Its the amp....it smoked....it smells burnt. Now I have to see about getting it fixed or figure out what component burnt out and replace it.


----------



## 79 cutty (Sep 27, 2005)

> _Originally posted by big pimpin_@Jul 30 2008, 09:21 AM~11214565
> *Its the amp....it smoked....it smells burnt.  Now I have to see about getting it fixed or figure out what component burnt out and replace it.
> *


That sucks. That is honestly the first time I have ever heard of someone smoking on of those. I had my 1500D for almost 3 years with no issues....and my brothers wife's had hers for about that long too. That sucks man. 

I am pretty sure you can just have your local dealer send them back to Memphis to be fixed though.


----------



## PancakesAndHammers (Jun 1, 2006)

Sell me the AMP so I can have a Matching set.


----------



## big pimpin (Nov 22, 2001)

OR.......can YOU tell me how to test/fix it!?!?!?!??! :worship: :cheesy: 


I took the thing apart...slide the board out....nothing looks burnt on either side of the board. Again it didn't blow the internal fuse but something smoked on it.


----------



## 79 cutty (Sep 27, 2005)

Still no luck with it?


----------



## dbseeker (Aug 18, 2008)

WOW :0


----------



## big pimpin (Nov 22, 2001)

Its just sitting on a table. lol I need to get it fixed...or buy another amp.


----------



## 79 cutty (Sep 27, 2005)

> _Originally posted by big pimpin_@Aug 18 2008, 02:36 PM~11374025
> *Its just sitting on a table.  lol    I need to get it fixed...or buy another amp.
> *


Lol. honestly I would just contact your local Memphis distributor and have them send it in for servicing. Turn around is usually about a month, but comes back good as new! :biggrin:


----------



## NaptownSwangin (Jun 21, 2004)

> _Originally posted by 79 cutty_@Aug 19 2008, 12:49 PM~11381406
> *Lol. honestly I would just contact your local Memphis distributor and have them send it in for servicing. Turn around is usually about a month, but comes back good as new!  :biggrin:
> *



They fixed one for me. It cost $150 for the exact same amp.
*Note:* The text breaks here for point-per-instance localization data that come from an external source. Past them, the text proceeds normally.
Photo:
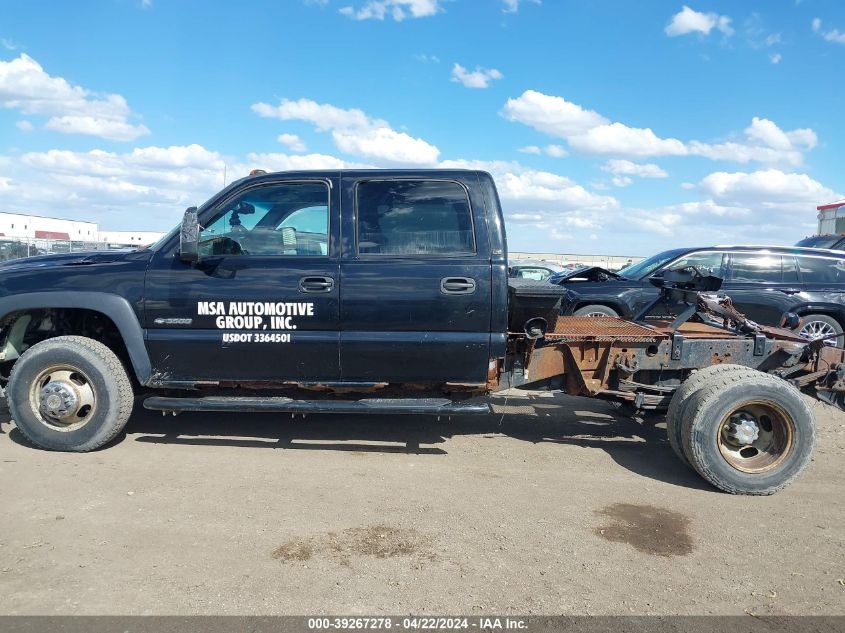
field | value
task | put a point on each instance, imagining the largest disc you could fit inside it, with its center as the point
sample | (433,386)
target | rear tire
(595,310)
(678,405)
(69,393)
(752,436)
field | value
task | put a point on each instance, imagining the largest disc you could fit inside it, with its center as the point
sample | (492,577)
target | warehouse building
(831,218)
(24,227)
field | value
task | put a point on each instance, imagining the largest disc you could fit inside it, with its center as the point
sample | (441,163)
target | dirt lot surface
(561,506)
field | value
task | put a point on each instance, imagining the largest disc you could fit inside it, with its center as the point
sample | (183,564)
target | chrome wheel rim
(63,398)
(756,437)
(817,329)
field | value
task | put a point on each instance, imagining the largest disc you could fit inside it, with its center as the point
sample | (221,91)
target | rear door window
(763,268)
(709,263)
(537,274)
(822,270)
(414,217)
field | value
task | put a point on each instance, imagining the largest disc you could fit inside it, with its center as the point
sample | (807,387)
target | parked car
(833,242)
(764,282)
(536,269)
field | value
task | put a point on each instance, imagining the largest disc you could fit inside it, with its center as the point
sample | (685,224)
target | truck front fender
(113,306)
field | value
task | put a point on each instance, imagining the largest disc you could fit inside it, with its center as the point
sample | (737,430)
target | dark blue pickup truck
(384,292)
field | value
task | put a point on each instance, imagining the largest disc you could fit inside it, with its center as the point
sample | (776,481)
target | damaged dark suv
(763,282)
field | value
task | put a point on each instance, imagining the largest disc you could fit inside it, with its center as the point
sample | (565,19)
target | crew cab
(385,291)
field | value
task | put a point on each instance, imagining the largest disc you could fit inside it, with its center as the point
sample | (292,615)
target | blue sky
(611,127)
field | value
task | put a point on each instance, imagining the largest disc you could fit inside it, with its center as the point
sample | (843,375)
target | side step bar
(419,406)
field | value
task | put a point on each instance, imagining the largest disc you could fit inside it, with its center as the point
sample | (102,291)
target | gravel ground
(553,505)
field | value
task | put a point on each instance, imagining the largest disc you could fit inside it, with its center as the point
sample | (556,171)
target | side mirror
(189,236)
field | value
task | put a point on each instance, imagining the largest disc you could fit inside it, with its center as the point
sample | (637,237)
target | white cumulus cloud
(550,114)
(292,142)
(478,78)
(396,9)
(25,86)
(512,6)
(832,35)
(589,132)
(621,167)
(690,21)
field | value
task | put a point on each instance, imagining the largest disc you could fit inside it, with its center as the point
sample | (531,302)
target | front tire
(69,393)
(818,325)
(680,400)
(748,434)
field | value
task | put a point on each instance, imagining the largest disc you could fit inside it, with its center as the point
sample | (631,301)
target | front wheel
(748,434)
(815,326)
(69,393)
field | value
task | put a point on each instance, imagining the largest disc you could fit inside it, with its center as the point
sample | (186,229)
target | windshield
(648,266)
(820,241)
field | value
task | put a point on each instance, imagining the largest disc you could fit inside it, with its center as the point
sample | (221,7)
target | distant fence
(611,262)
(16,248)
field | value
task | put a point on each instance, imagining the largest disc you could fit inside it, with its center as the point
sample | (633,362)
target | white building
(831,218)
(35,227)
(132,238)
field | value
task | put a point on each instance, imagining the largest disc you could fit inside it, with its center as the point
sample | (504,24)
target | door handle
(457,286)
(316,284)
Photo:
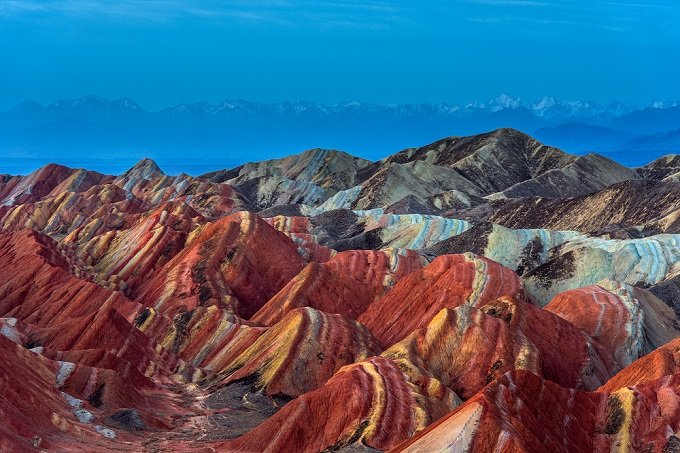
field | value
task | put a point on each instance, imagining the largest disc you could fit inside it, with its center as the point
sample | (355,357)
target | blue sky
(163,52)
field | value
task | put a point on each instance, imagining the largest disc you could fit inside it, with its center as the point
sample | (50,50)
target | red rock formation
(237,263)
(38,288)
(346,284)
(664,361)
(467,348)
(518,413)
(371,402)
(448,282)
(608,313)
(299,229)
(34,413)
(300,353)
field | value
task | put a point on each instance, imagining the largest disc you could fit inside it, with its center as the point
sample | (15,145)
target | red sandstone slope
(300,353)
(370,402)
(37,287)
(346,284)
(524,413)
(237,263)
(608,313)
(144,314)
(448,282)
(467,348)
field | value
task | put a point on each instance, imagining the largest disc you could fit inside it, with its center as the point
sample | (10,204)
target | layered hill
(483,293)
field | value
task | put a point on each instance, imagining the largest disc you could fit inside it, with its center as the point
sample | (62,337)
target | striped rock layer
(448,282)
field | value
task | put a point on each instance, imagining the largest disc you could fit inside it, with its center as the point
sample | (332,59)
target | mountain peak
(146,168)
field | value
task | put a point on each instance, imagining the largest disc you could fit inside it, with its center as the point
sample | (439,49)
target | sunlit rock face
(483,293)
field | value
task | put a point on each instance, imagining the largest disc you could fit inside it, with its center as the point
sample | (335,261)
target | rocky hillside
(483,293)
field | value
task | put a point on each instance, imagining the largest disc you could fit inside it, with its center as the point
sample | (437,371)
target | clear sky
(163,52)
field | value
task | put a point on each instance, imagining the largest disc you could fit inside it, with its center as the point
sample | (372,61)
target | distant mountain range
(109,135)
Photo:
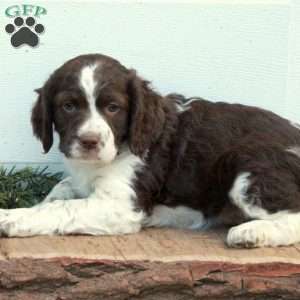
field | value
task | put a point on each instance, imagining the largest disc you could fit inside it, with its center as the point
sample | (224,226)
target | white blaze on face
(95,123)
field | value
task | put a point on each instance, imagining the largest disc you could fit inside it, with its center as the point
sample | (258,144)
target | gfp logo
(24,29)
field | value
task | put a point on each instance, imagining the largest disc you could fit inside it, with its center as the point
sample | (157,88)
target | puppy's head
(96,105)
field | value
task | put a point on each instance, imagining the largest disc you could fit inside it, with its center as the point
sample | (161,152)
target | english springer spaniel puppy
(138,159)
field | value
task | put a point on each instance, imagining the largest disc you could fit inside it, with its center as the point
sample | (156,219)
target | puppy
(138,159)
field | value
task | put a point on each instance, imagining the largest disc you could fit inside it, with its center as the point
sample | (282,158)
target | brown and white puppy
(138,159)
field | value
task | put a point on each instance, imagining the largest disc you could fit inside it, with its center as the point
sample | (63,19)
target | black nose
(89,141)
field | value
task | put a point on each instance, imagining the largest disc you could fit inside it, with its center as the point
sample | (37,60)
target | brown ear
(147,116)
(41,120)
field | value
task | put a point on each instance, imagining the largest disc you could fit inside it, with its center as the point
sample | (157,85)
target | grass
(25,187)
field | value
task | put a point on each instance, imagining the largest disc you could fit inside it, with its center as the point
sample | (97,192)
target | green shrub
(25,187)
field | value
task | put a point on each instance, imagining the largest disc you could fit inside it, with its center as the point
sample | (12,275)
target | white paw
(259,233)
(11,221)
(62,191)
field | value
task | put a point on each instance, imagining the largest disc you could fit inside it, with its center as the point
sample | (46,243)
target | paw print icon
(24,32)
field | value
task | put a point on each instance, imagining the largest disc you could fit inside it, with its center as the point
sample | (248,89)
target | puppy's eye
(69,107)
(112,108)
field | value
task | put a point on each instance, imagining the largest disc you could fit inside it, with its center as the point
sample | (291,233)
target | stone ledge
(154,264)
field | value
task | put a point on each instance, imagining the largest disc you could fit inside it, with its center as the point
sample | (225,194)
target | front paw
(259,233)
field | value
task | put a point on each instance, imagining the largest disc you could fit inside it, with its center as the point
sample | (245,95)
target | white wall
(236,51)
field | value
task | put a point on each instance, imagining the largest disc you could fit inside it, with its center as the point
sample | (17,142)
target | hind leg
(263,184)
(269,229)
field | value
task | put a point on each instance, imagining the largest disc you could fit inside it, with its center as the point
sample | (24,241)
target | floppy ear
(147,116)
(41,120)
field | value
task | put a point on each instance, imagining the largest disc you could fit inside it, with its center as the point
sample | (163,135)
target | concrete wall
(235,51)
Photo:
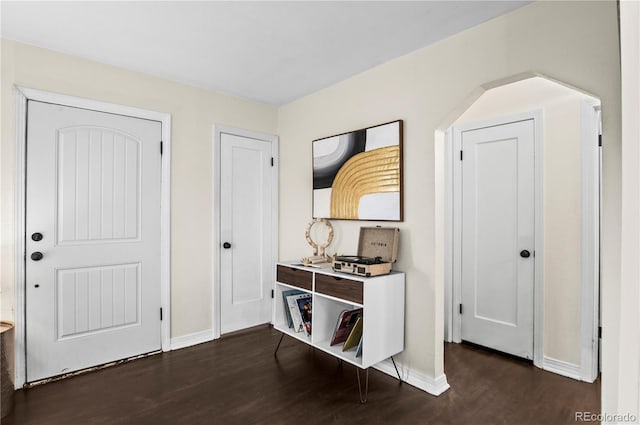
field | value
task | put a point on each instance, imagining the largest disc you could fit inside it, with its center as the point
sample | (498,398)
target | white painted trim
(22,95)
(189,340)
(448,236)
(20,362)
(560,367)
(215,240)
(590,239)
(453,237)
(433,386)
(538,253)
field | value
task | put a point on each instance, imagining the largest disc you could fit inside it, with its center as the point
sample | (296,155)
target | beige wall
(628,371)
(574,42)
(193,112)
(561,135)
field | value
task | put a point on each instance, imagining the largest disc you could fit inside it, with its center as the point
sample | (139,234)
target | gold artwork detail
(376,171)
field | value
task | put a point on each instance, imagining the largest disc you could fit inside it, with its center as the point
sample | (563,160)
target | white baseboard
(191,339)
(563,368)
(433,386)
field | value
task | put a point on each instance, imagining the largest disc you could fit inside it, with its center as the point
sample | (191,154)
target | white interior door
(498,237)
(246,232)
(92,238)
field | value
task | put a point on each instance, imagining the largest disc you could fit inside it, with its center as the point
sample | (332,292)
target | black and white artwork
(358,175)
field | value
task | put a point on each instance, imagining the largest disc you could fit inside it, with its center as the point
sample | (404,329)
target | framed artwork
(358,175)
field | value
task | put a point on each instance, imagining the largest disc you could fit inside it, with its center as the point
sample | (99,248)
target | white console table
(381,299)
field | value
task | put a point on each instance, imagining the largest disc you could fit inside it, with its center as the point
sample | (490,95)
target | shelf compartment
(295,277)
(280,318)
(336,351)
(339,287)
(325,317)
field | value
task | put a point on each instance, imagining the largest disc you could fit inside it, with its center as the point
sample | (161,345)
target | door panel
(497,224)
(246,217)
(93,191)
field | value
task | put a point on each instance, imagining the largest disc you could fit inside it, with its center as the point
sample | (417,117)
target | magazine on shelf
(294,310)
(304,305)
(287,312)
(346,321)
(354,336)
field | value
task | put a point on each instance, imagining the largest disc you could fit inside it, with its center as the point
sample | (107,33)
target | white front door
(92,238)
(246,217)
(498,237)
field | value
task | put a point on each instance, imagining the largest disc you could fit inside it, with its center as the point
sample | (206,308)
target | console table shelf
(381,299)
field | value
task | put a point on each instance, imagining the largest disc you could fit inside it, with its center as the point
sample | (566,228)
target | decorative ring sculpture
(319,249)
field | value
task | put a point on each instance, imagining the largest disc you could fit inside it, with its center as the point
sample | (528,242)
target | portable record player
(377,251)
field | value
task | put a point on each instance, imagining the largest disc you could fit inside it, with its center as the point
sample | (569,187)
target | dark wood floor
(237,380)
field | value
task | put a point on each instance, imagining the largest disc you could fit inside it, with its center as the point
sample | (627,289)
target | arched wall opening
(566,284)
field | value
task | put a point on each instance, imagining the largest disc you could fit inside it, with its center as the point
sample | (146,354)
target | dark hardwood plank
(237,380)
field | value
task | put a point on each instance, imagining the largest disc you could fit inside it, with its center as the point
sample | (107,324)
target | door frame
(453,231)
(216,242)
(590,130)
(24,94)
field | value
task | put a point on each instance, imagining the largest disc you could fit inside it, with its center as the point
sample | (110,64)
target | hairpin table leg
(275,353)
(366,385)
(394,365)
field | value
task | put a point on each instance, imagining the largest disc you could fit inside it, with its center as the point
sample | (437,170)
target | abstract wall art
(358,175)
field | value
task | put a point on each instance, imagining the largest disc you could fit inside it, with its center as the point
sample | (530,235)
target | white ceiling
(273,52)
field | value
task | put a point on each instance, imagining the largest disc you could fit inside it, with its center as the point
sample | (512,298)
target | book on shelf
(354,336)
(359,349)
(287,312)
(294,310)
(304,305)
(346,321)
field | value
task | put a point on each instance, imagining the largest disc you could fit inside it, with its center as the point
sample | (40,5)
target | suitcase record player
(377,251)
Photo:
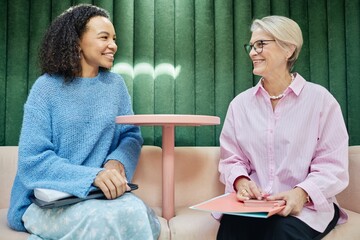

BIGTONY has it now, if you end up buying one, PM him to see if he wants to fleece it.


----------



## 79 cutty (Sep 27, 2005)

> _Originally posted by NaptownSwangin_@Aug 19 2008, 12:23 PM~11382912
> *They fixed one for me.  It cost $150 for the exact same amp. BIGTONY has it now, if you end up buying one, PM him to see if he wants to fleece it.
> *


Good info! 

You can usually pick them up off egay for cheap too.


----------



## big pimpin (Nov 22, 2001)

I just checked and there are a couple distributors right by me....I'm going to try to run it to one of those places tomorrow! :thumbsup: And then buy another one on ebay and run one to each sub. j/k lol


----------



## NaptownSwangin (Jun 21, 2004)

> _Originally posted by big pimpin_@Aug 19 2008, 04:31 PM~11383654
> *I just checked and there are a couple distributors right by me....I'm going to try to run it to one of those places tomorrow!  :thumbsup:  And then buy another one on ebay and run one to each sub.  j/k lol
> *



Just get Memphis repair number and deal directly with them. I don't fuck with middlemen if I can get around it.


----------



## 79 cutty (Sep 27, 2005)

> _Originally posted by big pimpin+Aug 19 2008, 01:31 PM~11383654-->
> 
> 
> 
> ...


I would have to agree....I try to avoid going to the middle man at all costs, but if necessary I do. Only problem with middle men is it always seems to delay the process by like a month!


----------



## big pimpin (Nov 22, 2001)

I called Memphis and they said if you don't have the original receipt I couldn't send it directly to them. :uh: So I went to a distributor yesterday and dropped it off....they said they should have word next week on the repair and cost.


----------



## 79 cutty (Sep 27, 2005)

> _Originally posted by big pimpin_@Aug 21 2008, 11:47 AM~11403005
> *I called Memphis and they said if you don't have the original receipt I couldn't send it directly to them.  :uh:  So I went to a distributor yesterday and dropped it off....they said they should have word next week on the repair and cost.
> *


I would assume around $100.....that is usually the going rate for work done on amps. Cheaper then buying a new amp....but still sucks!


----------